Chevron sale complete
The ownership of the fuel giant’s Caribbean operations officially change hands.
BRIDGETOWN, Barbados, Friday April 1, 2011 – US-based fuel giant Chevron has completed the sale of its fuels marketing and aviation businesses in the Caribbean.
The company announced yesterday that Texaco operations in Antigua and Barbuda, Barbados, Grenada, Dominica, St. Lucia, St Vincent and the Grenadines, Guyana, St. Kitts and Trinidad and Tobago are now owned by Vitogaz, S.A., a wholly-owned subsidiary of RUBIS, an international downstream petroleum company based in France.
“The remaining transactions for Nicaragua, Costa Rica, Belize, Martinique, Guadeloupe and French Guiana, are expected to close by third quarter 2011 following receipt of required local regulatory and government approvals,” it said in a statement.
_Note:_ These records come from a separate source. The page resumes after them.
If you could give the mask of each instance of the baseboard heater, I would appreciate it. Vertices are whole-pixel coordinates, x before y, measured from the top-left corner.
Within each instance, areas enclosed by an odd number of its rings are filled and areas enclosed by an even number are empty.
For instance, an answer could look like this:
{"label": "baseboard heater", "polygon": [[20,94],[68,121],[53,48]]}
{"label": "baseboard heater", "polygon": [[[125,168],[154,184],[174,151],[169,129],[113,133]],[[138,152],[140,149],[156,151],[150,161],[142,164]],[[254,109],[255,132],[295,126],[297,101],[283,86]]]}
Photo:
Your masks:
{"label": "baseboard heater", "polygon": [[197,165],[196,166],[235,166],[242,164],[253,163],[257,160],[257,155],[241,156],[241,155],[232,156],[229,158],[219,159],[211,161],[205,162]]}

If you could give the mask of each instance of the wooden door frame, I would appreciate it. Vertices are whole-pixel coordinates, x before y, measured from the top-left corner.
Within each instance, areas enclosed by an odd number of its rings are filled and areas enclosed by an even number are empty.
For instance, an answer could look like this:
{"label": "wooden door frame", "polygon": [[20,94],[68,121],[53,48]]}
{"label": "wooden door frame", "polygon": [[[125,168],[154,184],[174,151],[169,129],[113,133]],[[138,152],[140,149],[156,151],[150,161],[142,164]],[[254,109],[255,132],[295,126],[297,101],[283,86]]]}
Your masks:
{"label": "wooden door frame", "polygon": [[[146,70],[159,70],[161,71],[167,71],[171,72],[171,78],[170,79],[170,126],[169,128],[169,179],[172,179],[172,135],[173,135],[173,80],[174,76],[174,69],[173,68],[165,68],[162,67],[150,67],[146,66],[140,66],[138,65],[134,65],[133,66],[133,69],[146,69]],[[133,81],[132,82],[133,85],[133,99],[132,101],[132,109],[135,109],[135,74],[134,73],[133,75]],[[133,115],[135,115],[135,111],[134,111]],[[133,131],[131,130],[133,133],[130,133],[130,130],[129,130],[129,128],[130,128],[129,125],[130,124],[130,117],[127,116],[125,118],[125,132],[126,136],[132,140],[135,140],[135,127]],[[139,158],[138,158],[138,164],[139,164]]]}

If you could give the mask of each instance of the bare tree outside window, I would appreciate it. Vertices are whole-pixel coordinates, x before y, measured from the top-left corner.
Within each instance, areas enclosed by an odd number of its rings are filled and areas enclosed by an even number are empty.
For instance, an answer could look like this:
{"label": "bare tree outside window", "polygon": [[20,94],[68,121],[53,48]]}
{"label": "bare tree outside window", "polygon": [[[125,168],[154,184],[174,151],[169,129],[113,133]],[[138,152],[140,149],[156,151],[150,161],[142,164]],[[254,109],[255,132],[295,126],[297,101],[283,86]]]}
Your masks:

The sale of the businesses in nine Eastern Caribbean countries includes a network of 75 service stations, interest in nine aviation facilities, five LPG filling plants, seven storage terminals, and trading and shipping operations.
It is part of the overall purchase of Chevron’s 15-country network comprising 174 service stations operating under the Texaco brand, an equity interest in an associated refinery operation, proprietary and joint-venture terminals and aviation facilities and a commercial and industrial fuels business.
Chevron is one of the world’s leading integrated energy companies, with subsidiaries that conduct business worldwide. The company explores for, produces and transports crude oil and natural gas; refines, markets and distributes transportation fuels and lubricants; manufactures and sells petrochemical products; and generates power and produces geothermal energy; provides energy efficiency solutions.